We Were Soldiers contains all these requisite elements and then some as it re-creates the first significant battle between U.S. and North Vietnamese troops in late 1965. Four hundred American troops arrived in Ia Drang in the Central Highlands to find 2,000 North Vietnamese troops lying in wait. The film is based on a 1992 book by Hal Moore, the lieutenant colonel in charge during the battle, and Joe Galloway, who was the UPI reporter-photographer covering the action.
Mel Gibson plays Lieutenant Colonel Moore with a steely gaze and half-cocked grin, suggesting that beneath his tough exterior beats a heart of gold. Gibson's performance is sure to draw comparison's with John Wayne, especially in such seminal combat films as Sands of Iwo Jima (1949) and The Flying Leathernecks (1951). But the more relevant comparison is to Wayne's performances in John Ford's "Cavalry Trilogy"--Fort Apache (1948), She Wore a Yellow Ribbon (1949) and Rio Grande (1950). In those films about battles against the Indians, the hero's qualities transcend the rightness or wrongness of the cause.
Ford, a war veteran himself, believed that heroism is a quality of character and that it can be even more pronounced when the conflict is morally dubious, since it is all the harder for the leader to toe the line and be loyal to his troops and his country.
Lieutenant Colonel Moore is perfectly aware that he is being sent into the valley of death. He is severely outnumbered; his troops are young, inexperienced and, in some cases, naïve (weaned, no doubt, on a steady diet of John Wayne movies); and he is fighting on the enemy's home turf, where it has the physical and in many ways the moral high ground. (One of the best things about the film is the way it occasionally cuts to the point of view of the Vietnamese soldiers, making it clear that they were just as worried about family and comrades.)
To bolster the point, the film starts with a flashback to the massacre of a French battalion during the French-Indochinese war of the 1950s, the aborted conflict that left the door open for the U.S. to enter Vietnam a few years later. Moore, a military historian, is acutely aware of that debacle, just as he is aware that he is in charge of the 1st Battalion of the 7th Cavalry, the same battalion that Custer led into Little Big Horn.
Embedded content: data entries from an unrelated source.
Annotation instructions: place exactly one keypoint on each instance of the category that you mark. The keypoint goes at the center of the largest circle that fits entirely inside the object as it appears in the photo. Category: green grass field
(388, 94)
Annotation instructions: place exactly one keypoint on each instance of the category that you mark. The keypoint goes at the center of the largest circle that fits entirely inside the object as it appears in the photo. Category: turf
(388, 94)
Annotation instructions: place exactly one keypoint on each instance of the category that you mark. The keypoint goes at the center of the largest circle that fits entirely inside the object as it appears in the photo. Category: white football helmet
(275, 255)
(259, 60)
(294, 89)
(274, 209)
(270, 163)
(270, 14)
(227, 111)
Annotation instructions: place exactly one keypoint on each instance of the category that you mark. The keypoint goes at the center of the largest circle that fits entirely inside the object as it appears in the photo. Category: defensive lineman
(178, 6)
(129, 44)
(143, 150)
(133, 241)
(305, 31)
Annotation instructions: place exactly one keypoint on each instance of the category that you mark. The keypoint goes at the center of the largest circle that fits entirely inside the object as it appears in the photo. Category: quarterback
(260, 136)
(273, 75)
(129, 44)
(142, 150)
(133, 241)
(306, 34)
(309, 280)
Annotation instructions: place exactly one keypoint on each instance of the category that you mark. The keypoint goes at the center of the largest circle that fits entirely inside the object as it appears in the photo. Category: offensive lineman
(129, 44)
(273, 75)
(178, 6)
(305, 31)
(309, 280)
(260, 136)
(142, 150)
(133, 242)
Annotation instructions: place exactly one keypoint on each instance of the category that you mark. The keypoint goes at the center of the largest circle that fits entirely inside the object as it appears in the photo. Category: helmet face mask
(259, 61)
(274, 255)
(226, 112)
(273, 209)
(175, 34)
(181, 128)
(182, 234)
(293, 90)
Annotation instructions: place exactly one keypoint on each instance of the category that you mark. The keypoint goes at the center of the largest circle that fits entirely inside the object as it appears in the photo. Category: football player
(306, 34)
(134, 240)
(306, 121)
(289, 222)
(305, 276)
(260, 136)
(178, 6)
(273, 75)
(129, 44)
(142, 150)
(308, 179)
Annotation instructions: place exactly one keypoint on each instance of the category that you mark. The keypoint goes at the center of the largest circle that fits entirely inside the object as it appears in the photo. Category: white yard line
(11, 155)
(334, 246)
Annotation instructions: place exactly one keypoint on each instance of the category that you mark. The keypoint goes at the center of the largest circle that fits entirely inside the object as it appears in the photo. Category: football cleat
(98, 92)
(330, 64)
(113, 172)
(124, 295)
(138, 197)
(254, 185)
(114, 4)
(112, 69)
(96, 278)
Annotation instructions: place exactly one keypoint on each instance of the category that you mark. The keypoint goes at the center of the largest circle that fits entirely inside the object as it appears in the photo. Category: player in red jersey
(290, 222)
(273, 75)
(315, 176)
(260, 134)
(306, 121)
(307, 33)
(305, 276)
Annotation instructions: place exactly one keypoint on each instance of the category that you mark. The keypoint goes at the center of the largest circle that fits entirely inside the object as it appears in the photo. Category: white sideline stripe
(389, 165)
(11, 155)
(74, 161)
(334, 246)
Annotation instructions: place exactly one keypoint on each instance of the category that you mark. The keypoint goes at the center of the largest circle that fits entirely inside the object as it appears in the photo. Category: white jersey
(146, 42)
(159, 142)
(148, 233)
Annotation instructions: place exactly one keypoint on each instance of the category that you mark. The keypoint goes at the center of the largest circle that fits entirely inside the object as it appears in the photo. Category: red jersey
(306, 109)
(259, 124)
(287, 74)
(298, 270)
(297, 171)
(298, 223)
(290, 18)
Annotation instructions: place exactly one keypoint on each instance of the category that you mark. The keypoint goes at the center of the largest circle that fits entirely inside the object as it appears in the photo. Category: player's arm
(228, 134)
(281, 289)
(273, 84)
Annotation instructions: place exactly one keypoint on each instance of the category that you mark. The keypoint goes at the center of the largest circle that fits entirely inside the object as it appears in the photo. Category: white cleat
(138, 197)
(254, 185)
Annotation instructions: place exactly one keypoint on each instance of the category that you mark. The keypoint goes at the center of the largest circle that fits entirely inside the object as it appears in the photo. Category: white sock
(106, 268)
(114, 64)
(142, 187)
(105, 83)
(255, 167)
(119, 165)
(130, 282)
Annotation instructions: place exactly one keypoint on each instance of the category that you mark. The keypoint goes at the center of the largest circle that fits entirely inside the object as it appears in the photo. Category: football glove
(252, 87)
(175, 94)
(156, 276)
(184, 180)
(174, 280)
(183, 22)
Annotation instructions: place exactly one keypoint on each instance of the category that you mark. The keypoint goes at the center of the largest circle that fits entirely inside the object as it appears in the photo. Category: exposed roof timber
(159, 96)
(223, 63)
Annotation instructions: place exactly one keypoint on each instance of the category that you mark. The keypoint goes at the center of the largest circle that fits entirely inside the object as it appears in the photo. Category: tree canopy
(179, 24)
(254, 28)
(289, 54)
Randall Wallace, who directed and wrote the screen adaptation, also wrote Braveheart (1995), which also dealt with courage, honor and sacrifice. (It is of interest to note that Wallace studied in a seminary as a young man.) As a piece of cinema, We Were Soldiers is wildly uneven. When it is weak, especially in the early expository sections, it can be painfully so, but when it is strong, notably during the battle sequences where veteran cinematographer Dean Semler is able to strut his stuff, it is often overwhelmingly powerful.
We Were Soldiers cannot and should not revise the nation's view of the Vietnam war, but it does redefine the meaning of heroism during that chaotic political period. The real battle isn't against the enemy, the film seems to be saying, as much as it is within the person in charge, the one who must decide for himself and his men the right thing to do during very wrong times.